Loess: local polynomial regression

8.12

Loess: local polynomial regression🔗ℹ

Hazel Levine <hazel@knightsofthelambdacalcul.us>

package: loess

Loess is a library for calculating lines of best fit using local polynomial regression, which is a non-parametric regression method that calculates various individual regressions for each point. It is useful for when you have data that does not follow a clearly discernable pattern, or when you just want a smooth line for a data visualization.

procedure
(loess-fit xs ys [#:span span #:degree degree]) → (-> Real Real)
  xs : (Vectorof Real)
  ys : (Vectorof Real)
  span : Real = 0.75
  degree : Positive-Integer = 1

Creates a line of best fit from the input data. The output is a function which cannot be cleanly represented as an equation, designed to be passed to something such as plot’s function renderer.

xs and ys are assumed to be vectors of the same length, with each observation being at the same index in each vector.

The optional keyword argument #:span dictates the proportion of the data to factor into each local regression. For example, if the span is 0.1, the local regression will use the (* 0.1 (vector-length xs)) nearest neighbors to the input point. Generally, increasing #:span increases the influence of bias in the resulting model, and decreasing it increases the influence of variance. This number is assumed to be between (/ (add1 degree) (vector-length xs)) and 1 (as otherwise there are not enough points to create a fit).

The optional keyword argument #:degree dictates the degree of each local regression, and not the degree of the complete regression.

If the result is suboptimal or jittery, changing #:span and #:degree is generally the key. If the line appears too flat, generally you want to reduce #:span, and if it appears too chaotic, generally you want to increase #:span.

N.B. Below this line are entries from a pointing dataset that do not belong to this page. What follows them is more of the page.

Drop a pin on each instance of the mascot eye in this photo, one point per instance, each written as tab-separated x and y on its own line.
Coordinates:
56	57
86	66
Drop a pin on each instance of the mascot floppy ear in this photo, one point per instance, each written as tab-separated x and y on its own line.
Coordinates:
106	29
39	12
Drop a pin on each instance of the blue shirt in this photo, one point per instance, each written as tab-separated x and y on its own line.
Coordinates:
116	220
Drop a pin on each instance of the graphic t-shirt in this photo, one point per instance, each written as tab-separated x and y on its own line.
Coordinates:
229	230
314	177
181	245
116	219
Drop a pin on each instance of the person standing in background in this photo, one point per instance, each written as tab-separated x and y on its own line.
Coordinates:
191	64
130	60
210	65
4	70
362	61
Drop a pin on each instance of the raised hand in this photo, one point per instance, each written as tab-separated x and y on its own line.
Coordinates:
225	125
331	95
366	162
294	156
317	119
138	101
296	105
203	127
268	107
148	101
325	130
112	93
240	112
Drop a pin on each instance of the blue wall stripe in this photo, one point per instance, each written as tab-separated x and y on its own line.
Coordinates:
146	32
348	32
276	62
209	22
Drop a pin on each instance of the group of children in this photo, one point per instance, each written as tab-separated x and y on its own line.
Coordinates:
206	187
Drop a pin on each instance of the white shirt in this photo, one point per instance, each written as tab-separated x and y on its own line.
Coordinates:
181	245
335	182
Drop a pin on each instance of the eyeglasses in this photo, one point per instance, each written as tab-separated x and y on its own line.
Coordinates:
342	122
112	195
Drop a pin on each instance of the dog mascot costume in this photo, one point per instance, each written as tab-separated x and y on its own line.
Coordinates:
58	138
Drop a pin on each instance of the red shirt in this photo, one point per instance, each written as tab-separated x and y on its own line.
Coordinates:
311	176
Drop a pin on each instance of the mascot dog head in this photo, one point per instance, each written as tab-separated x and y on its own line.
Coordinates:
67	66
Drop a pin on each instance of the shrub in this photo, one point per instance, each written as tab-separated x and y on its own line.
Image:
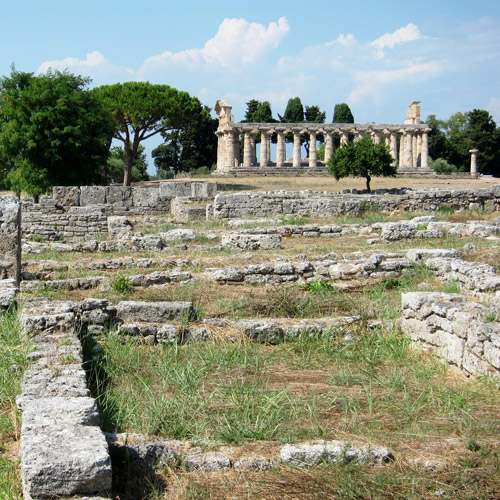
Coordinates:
441	166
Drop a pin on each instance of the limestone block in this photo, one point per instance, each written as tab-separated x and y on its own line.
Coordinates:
148	197
156	312
211	461
311	454
262	331
203	189
119	195
64	461
251	241
92	195
172	189
10	238
177	235
66	196
61	411
119	226
8	292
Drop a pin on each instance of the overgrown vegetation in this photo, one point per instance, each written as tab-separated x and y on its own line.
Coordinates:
13	352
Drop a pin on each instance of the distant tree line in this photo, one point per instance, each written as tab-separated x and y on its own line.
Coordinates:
451	140
55	130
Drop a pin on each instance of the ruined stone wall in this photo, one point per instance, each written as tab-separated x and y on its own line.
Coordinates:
465	334
77	212
10	238
309	204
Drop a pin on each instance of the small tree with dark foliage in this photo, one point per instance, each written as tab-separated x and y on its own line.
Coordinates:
362	158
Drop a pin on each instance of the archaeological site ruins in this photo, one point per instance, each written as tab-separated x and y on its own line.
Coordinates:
168	265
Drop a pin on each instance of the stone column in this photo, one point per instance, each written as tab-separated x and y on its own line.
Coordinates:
264	146
229	152
414	147
473	162
280	150
394	148
10	239
313	157
328	146
296	149
424	162
402	144
409	150
247	151
418	162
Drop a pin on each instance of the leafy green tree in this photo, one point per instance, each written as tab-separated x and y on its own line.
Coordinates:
294	112
258	112
116	164
437	138
53	131
362	158
313	114
190	148
140	110
482	133
342	113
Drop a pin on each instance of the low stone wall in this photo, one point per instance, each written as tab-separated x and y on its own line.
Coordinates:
309	204
10	238
466	334
63	451
79	212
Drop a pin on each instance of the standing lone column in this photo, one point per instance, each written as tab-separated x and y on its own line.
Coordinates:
313	156
394	148
264	146
328	146
280	150
296	149
473	162
247	151
425	149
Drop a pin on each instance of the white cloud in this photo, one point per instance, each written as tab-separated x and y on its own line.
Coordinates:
409	33
236	43
368	82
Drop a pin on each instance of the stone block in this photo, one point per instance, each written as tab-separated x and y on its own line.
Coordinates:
119	195
156	312
64	461
172	189
66	196
92	195
10	238
147	197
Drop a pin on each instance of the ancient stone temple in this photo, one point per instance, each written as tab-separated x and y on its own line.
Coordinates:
407	142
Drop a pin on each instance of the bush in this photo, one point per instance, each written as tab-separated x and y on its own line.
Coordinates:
441	166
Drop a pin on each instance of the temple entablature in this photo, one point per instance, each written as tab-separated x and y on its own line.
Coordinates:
408	142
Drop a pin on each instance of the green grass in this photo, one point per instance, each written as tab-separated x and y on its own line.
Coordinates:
13	352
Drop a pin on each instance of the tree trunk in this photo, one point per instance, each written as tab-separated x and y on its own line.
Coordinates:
127	175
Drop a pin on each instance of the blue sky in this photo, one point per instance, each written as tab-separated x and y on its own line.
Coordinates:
376	56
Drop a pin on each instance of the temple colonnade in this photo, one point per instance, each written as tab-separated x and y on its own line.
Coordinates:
408	142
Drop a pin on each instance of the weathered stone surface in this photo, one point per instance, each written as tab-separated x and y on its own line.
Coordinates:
10	238
92	195
156	312
261	331
311	454
66	196
243	241
211	461
8	292
64	461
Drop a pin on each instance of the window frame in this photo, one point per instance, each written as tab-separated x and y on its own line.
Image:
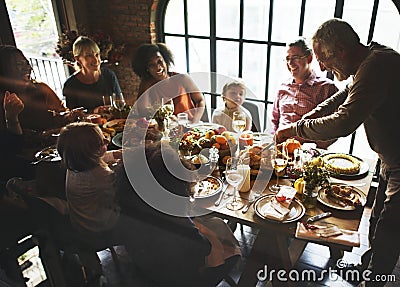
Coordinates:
267	102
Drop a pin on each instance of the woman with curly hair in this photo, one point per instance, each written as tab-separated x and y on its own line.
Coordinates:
152	63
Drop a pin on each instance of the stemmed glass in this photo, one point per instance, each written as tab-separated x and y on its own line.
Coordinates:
238	124
183	121
118	102
279	161
167	109
234	177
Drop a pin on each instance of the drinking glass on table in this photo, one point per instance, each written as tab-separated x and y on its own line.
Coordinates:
238	124
118	102
234	177
183	121
279	161
167	108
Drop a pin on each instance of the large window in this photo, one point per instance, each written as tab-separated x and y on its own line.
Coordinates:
247	38
35	34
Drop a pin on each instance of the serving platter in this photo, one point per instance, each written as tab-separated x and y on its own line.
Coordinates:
297	209
210	187
327	200
364	169
48	154
205	126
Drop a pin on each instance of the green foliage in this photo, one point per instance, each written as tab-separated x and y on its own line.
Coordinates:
315	176
33	25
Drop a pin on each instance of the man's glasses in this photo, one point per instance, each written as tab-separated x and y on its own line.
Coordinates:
294	58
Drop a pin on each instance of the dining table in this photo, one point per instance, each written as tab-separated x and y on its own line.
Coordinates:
276	247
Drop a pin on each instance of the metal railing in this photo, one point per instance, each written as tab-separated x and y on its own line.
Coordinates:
50	71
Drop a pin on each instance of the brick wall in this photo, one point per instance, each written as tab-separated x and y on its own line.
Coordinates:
128	22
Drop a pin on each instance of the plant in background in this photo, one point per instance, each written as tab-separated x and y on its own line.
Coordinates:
110	53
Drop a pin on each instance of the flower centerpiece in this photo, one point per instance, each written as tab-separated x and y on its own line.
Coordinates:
110	52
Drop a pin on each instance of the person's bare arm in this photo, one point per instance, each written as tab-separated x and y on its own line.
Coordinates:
12	108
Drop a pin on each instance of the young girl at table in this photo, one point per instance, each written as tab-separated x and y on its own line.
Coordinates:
94	212
233	95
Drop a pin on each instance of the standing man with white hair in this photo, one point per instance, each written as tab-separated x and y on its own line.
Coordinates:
372	99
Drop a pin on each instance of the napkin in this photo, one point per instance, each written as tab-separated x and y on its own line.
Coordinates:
285	195
347	237
279	206
274	210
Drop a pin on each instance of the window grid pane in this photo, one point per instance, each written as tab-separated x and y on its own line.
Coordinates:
227	18
285	27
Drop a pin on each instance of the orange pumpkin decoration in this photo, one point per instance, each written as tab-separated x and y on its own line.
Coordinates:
291	144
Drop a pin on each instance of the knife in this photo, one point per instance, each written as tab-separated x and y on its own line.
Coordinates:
224	188
319	216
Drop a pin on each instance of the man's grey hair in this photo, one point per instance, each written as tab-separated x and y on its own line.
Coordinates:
302	44
334	32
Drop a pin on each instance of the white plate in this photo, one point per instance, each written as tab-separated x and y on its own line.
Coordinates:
205	126
332	203
297	209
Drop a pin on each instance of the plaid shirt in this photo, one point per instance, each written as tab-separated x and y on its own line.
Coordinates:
295	100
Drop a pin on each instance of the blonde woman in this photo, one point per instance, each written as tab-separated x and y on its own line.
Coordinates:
91	84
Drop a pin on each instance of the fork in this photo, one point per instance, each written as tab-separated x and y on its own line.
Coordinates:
247	206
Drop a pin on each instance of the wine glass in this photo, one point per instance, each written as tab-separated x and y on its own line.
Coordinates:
234	177
279	161
238	124
183	121
118	102
167	109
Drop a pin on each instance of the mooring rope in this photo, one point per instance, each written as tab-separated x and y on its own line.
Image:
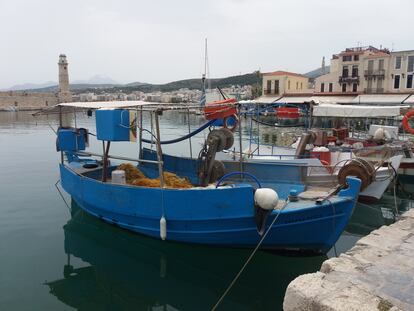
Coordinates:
250	258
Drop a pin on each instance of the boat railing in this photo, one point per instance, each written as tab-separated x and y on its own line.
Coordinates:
88	154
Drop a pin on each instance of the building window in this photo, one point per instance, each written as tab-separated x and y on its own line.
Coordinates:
354	87
398	62
396	81
410	66
355	70
345	71
409	81
269	86
276	86
381	64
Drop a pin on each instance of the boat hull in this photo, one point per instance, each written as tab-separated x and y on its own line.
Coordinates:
222	217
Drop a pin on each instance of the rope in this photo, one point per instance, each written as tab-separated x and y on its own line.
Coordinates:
277	125
248	259
176	140
238	173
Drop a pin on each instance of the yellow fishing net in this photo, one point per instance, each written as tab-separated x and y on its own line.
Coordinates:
135	177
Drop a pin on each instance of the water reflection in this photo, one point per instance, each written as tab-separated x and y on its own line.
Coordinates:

For example, a noisy signal that should look like a sine wave:

> (define pure-xs : (Vectorof Real)
    (vector-sort (ann
                  (build-vector 200 (λ _ (* (random) 4.0 pi)))
                  (Vectorof Real))
                 <))
> (define noisy-ys : (Vectorof Real)
    (vector-map (λ ([x : Real]) (+ (* 2 (sin x)) (* 1.5 (random))))
                pure-xs))
> (plot (list (points (vector-map (inst vector Real)
                                  pure-xs noisy-ys))
              (function (loess-fit pure-xs noisy-ys #:span 0.2)
                        #:width 3)))
- : plot-pict

Another example, with a higher-degree fit:

> (define xx : (Vectorof Real)
    (vector 0.5578196 2.0217271 2.5773252 3.4140288 4.3014084
            4.7448394 5.1073781 6.5411662 6.7216176 7.2600583
            8.1335874 9.1224379 11.9296663 12.3797674 13.2728619
            14.2767453 15.3731026 15.6476637 18.5605355 18.5866354
            18.7572812))
> (define yy : (Vectorof Real)
    (vector 18.63654 103.49646 150.35391 190.51031 208.70115
            213.71135 228.49353 233.55387 234.55054 223.89225
            227.68339 223.91982 168.01999 164.9575 152.61107
            160.78742 168.55567 152.42658 221.70702 222.6904
            243.18828))
> (plot (list (points (vector-map (inst vector Real) xx yy))
              (function (loess-fit xx yy #:degree 3) #:width 3)))
- : plot-pict

Note while this appears like a 3rd-degree polynomial fit, it is actually not a 3rd-degree polynomial.